Set out two rational straight lines AB and BC commensurable in square only such that the square on the greater AB is greater than the square on the less BC by the square on a straight line incommensurable with AB. VI.28

Bisect BC at D. Apply to AB a parallelogram equal to the square on either of the straight lines BD or DC and deficient by a square figure, and let it be the rectangle AE by EB.

Describe the semicircle AFB on AB, draw EF at right angles to AB, and join AF and FB.

X.18

Since AB and BC are unequal straight lines, and the square on AB is greater than the square on BC by the square on a straight line incommensurable with AB, while there was applied to AB a parallelogram equal to the fourth part of the square on BC, that is, to the square on half of it, and deficient by a square figure, making the rectangle AE by EB, therefore AE is incommensurable with EB.

And AE is to EB as the rectangle BA by AE is to the rectangle AB by BE, while the rectangle BA by AE equals the square on AF, and the rectangle AB by BE is to the square on BF, therefore the square on AF is incommensurable with the square on FB. Therefore AF and FB are incommensurable in square.

I.47

Since AB is rational, therefore the square on AB is also rational, so that the sum of the squares on AF and FB is also rational.

Since, again, the rectangle AE by EB equals the square on EF, and, by hypothesis, the rectangle AE by EB also equals the square on BD, therefore FE equals BD. Therefore BC is double FE, so that the rectangle AB by BC is also commensurable with the rectangle ABEF.

But the rectangle AB by BC is medial,
therefore the rectangle AB by EF is also medial.

Lemma

But the rectangle AB by EF equals the rectangle AF by FB, therefore the rectangle AF by FB is also medial.

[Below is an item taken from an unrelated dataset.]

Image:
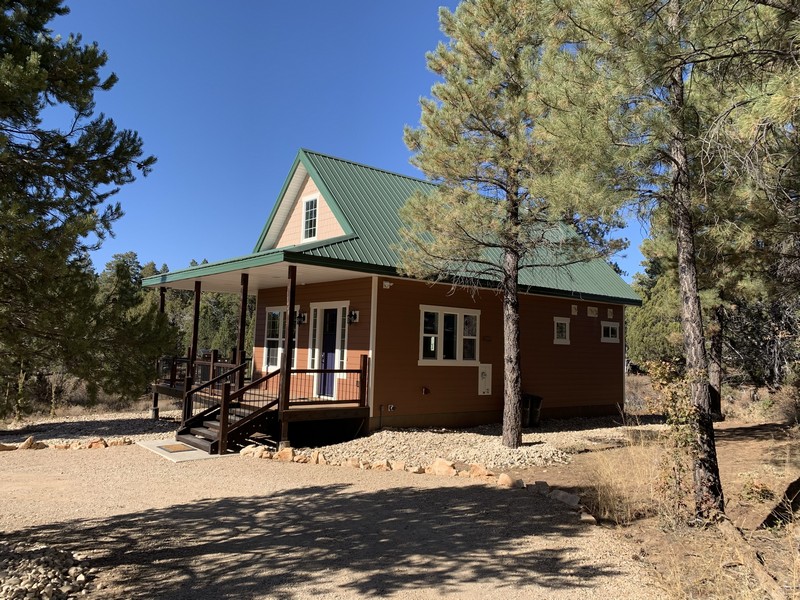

But it was also proved that the sum of the squares on these straight lines is rational.

Therefore two straight lines AF and FB incommensurable in square have been found which make the sum of the squares on them rational, but the rectangle contained by them medial.

Q.E.D.

## Guide

The first part of the lemma encompasses proposition I.47, but the proof of it depends on the theory of similar triangles developed in Book VI, unlike Euclid’s proof of I.47.

This proposition is used in propositions X.39 and X.76.